辻内以降、ジャイアンツはドラフト会議が高校生、大学生、社会人一括となった事もあって、特に投手に関しては完成された即戦力狙いに走る傾向が強くなった気がする。澤村拓一しかり菅野智之しかり。これは辻内を育てきれないトラウマがなせる行為なのか…。
今年は高校卒ルーキーの藤浪晋太郎や大谷翔平が一年目から一軍のマウンドで投げて結果を起こしている。その年に辻内が“苦節八年…”的にデビューすればジャイアンツらしからぬ雑草的なデビューでジャイアンツベンチに異彩を放つことが出来たのだが…。
◆巨人・辻内 今後は「家族と話し合って決めます」
(サンケイスポーツ 10月1日(火)19時49分配信)
巨人・辻内が1日、戦力外通告が受けた。大阪桐蔭高から2006年に高校生ドラフト1巡目で入団。将来を期待されたが、左肘や左肩の度重なるけがに泣かされ、8年間で1軍登板はなかった。トライアウトも含め現役続行については「今後のことは、家族と話し合って決めます」と話した。
残念ではありますが、ひとまずお疲れ様でした。
| 固定リンク
この記事へのコメントは終了しました。
コメント
シュボ様、コメントをありがとうございます。
> 昨日の段階ではわからなかったですが、今日引退の記事が出てましたね。怪我が多かったですが、復帰は厳しい状況だったようですね。
今朝の報知が1面で“辻内引退”でしたからね。
ドラフトの抽選で、外れたのに当たったと勘違いするバファローズの中村勝広GM、大学・社会人ドラフト(希望枠)入団の福田と共に中心にいた入団会見(一番はしっこに山口…)。なかなか感慨深い写真が並んでいました。
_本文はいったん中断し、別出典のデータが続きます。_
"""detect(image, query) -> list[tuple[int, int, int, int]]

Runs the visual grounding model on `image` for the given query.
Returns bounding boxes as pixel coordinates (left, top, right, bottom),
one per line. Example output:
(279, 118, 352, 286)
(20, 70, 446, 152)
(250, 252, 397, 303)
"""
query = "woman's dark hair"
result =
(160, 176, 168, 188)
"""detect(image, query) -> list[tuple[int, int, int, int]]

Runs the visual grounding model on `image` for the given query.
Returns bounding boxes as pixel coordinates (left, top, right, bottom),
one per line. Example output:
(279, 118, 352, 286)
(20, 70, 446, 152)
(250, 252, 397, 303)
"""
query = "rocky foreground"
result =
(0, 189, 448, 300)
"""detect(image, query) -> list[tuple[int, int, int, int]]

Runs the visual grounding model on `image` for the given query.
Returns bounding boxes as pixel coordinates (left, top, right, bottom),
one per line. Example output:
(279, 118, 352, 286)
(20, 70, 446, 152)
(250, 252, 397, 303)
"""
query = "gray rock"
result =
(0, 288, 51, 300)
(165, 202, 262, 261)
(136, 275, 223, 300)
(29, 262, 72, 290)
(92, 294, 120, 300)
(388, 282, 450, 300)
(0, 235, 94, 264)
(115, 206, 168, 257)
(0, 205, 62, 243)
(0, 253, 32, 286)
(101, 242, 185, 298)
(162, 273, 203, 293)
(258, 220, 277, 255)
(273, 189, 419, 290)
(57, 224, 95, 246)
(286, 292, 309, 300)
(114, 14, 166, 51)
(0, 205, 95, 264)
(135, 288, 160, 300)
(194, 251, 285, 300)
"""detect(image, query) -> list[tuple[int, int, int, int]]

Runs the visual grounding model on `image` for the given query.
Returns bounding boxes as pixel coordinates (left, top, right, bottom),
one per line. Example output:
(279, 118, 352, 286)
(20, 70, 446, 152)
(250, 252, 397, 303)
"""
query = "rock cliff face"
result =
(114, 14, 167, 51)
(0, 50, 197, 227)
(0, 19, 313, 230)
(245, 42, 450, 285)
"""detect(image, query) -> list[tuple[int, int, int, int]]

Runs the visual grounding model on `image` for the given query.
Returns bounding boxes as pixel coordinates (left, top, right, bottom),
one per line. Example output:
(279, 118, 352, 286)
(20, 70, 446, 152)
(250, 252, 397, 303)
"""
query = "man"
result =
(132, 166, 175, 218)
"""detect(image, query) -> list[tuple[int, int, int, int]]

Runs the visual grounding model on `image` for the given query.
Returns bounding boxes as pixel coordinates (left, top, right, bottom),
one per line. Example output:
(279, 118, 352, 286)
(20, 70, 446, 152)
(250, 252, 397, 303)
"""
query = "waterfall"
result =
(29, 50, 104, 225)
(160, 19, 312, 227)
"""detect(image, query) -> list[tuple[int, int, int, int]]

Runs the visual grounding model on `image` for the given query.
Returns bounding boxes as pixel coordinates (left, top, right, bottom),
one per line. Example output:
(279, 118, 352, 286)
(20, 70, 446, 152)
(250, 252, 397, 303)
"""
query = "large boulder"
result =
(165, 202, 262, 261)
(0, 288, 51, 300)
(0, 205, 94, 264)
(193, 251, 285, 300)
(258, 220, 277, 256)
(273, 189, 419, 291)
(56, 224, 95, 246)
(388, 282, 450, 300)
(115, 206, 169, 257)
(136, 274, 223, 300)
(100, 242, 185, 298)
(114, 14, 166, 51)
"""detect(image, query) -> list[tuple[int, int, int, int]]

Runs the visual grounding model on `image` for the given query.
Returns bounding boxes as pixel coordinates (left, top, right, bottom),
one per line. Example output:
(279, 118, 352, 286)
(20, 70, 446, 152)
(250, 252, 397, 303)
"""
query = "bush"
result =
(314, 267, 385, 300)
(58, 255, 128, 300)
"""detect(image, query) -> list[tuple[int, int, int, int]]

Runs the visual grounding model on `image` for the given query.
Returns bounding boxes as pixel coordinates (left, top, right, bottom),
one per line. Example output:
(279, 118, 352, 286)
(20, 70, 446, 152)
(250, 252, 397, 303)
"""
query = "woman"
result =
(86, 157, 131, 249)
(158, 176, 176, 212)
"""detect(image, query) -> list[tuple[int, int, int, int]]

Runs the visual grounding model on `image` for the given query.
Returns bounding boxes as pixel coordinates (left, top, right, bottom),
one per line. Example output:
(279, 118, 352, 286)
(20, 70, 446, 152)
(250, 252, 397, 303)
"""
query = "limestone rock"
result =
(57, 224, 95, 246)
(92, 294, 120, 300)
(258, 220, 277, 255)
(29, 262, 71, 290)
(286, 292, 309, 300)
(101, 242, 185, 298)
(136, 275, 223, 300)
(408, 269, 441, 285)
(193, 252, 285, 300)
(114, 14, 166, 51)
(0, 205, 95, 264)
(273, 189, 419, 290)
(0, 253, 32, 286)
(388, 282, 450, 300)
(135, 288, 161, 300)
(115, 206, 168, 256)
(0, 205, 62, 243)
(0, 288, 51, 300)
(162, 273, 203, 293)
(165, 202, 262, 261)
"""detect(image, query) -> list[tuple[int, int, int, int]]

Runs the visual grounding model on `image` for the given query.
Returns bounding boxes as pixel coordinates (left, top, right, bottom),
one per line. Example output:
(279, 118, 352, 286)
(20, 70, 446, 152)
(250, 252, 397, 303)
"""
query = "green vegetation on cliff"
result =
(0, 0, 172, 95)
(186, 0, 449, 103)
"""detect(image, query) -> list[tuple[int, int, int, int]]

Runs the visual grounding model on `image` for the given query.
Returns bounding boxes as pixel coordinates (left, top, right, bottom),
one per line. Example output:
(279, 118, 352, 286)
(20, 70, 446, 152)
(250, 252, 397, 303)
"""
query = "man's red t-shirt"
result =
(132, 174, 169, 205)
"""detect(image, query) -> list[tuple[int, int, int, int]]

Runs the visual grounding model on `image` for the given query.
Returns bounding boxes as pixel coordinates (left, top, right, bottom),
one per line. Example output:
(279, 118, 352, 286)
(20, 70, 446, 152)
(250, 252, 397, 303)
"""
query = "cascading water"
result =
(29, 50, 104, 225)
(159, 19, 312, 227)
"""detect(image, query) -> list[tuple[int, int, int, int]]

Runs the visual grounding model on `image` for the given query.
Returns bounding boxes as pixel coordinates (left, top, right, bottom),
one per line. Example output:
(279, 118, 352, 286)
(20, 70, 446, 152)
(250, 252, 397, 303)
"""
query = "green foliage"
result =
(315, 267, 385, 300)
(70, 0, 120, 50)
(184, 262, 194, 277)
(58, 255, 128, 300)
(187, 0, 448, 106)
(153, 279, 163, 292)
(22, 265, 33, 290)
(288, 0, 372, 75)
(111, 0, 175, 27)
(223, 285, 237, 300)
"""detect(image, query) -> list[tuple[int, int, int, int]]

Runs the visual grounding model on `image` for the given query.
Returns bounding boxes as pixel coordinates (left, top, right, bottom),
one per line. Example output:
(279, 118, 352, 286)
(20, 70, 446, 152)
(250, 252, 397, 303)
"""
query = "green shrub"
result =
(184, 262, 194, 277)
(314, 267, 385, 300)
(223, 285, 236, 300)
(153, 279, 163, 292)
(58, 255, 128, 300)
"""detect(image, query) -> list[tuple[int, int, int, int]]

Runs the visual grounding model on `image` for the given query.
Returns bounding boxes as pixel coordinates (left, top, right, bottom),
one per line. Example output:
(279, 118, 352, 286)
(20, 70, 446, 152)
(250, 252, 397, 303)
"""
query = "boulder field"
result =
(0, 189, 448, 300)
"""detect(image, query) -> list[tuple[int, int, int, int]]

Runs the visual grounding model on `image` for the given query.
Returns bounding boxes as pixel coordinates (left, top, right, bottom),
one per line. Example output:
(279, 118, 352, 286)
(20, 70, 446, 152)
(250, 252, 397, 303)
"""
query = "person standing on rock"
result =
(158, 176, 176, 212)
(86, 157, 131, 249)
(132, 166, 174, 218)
> ちょっと話題がそれますが今年もバースデー特番があるとしたら、榊原が目玉でしょうかね。トライアウト受けるのであればですが。後は、同じくファイターズの糸数、巨人の岸敬祐あたりでしょうか。
> 辻内は任意引退であれば、トライアウトも受けませんし、バースデーのカメラがなかったのも納得です。
野球ファンだけでなく、一般の視聴者を引きつけるとなると、インパクトが…
辻内、何年か分の密着取材のテープが既にあるんじゃないですか<笑>。
> 敗戦処理さんが数日前に見られた松富倫も戦力外との事でこの世界、やはり一寸先はわからないですね。
松冨に関しては「支配下目指して頑張って下さい」と言って激励して三日後にクビですからね。支配下どころかイースタンの公式戦にも一度も出場できず。
本人の努力の問題なのだとしても、獲得する方も問題だと思います。
> そして、古城も引退となりましたね。
自分で引退表明できる選手になったんだなと…。トレードの時には、まさかバットでジャイアンツに貢献する選手になるとは思いませんでした。
奇しくも辻内と同じ2006年ジャイアンツ入団でしたね。
投稿: 敗戦処理。 | 2013年10月 2日 (水) 23時05分
こんばんわ
昨日の段階ではわからなかったですが、今日引退の記事が出てましたね。怪我が多かったですが、復帰は厳しい状況だったようですね。
ちょっと話題がそれますが今年もバースデー特番があるとしたら、榊原が目玉でしょうかね。トライアウト受けるのであればですが。後は、同じくファイターズの糸数、巨人の岸敬祐あたりでしょうか。
辻内は任意引退であれば、トライアウトも受けませんし、バースデーのカメラがなかったのも納得です。
敗戦処理さんが数日前に見られた松富倫も戦力外との事でこの世界、やはり一寸先はわからないですね。辻内は自分自身の中で引退は思っていたのでしょうが。
>>しかし、敗戦処理。的には岡島、實松、古城が揃い踏み-これがこの日のハイライトです。
そして、古城も引退となりましたね。